How should I restructure my graph code to avoid an "Cannot borrow variable as mutable more than once at a time" error?
Why do I get the error "cannot borrow x as mutable more than once"?
Why does Rust want to borrow a variable as mutable more than once at a time?
Try to put your immutable borrow inside a block {...}.

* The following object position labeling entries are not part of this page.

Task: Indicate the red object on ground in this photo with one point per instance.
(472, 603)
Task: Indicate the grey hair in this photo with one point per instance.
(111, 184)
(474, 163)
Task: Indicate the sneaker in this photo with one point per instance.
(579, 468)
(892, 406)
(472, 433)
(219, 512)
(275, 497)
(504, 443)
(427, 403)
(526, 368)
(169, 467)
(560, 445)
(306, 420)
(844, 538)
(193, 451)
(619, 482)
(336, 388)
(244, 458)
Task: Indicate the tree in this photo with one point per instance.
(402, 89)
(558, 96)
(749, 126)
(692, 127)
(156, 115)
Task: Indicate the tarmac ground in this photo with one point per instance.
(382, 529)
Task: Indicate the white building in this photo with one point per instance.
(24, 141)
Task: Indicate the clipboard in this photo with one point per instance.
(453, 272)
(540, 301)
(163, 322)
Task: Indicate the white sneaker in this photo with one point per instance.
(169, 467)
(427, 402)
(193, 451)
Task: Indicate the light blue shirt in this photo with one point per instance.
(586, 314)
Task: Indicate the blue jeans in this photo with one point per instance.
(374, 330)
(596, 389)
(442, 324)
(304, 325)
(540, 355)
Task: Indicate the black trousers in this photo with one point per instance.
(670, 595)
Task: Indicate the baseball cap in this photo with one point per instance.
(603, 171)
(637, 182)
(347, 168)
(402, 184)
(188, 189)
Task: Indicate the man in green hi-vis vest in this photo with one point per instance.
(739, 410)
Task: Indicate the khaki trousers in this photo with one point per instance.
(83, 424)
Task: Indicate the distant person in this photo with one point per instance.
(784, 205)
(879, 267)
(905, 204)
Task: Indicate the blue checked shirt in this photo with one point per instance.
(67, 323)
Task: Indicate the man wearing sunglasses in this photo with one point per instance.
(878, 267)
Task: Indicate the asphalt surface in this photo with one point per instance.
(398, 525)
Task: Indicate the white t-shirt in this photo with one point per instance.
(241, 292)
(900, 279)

This ends the borrow after the block.
#[cfg(test)]
mod tests {
use super::*;
#[test]
fn some_test() {
let mut graph = mk_graph();
graph.add_node("source".to_string());
graph.add_node("destination".to_string());
{
let source = graph.get_node_by_value("source").unwrap();
let dest = graph.get_node_by_value("destination").unwrap();
}
graph.add_node("destination".to_string());
}
}
So for anyone else banging their head against this problem and wanting a quick way out - use clones instead of references. Eg I'm iterating this list of cells and want to change an attribute so I first copy the list:
let created = self.cells
.into_iter()
.map(|c| {
BoardCell {
x: c.x,
y: c.y,
owner: c.owner,
adjacency: c.adjacency.clone(),
}
})
.collect::<Vec<BoardCell>>();
And then modify the values in the original by looping the copy:
for c in created {
self.cells[(c.x + c.y * self.size) as usize].adjacency[dir] = count;
}
Using Vec<&BoardCell> would just yield this error. Not sure how Rusty this is but hey, it works.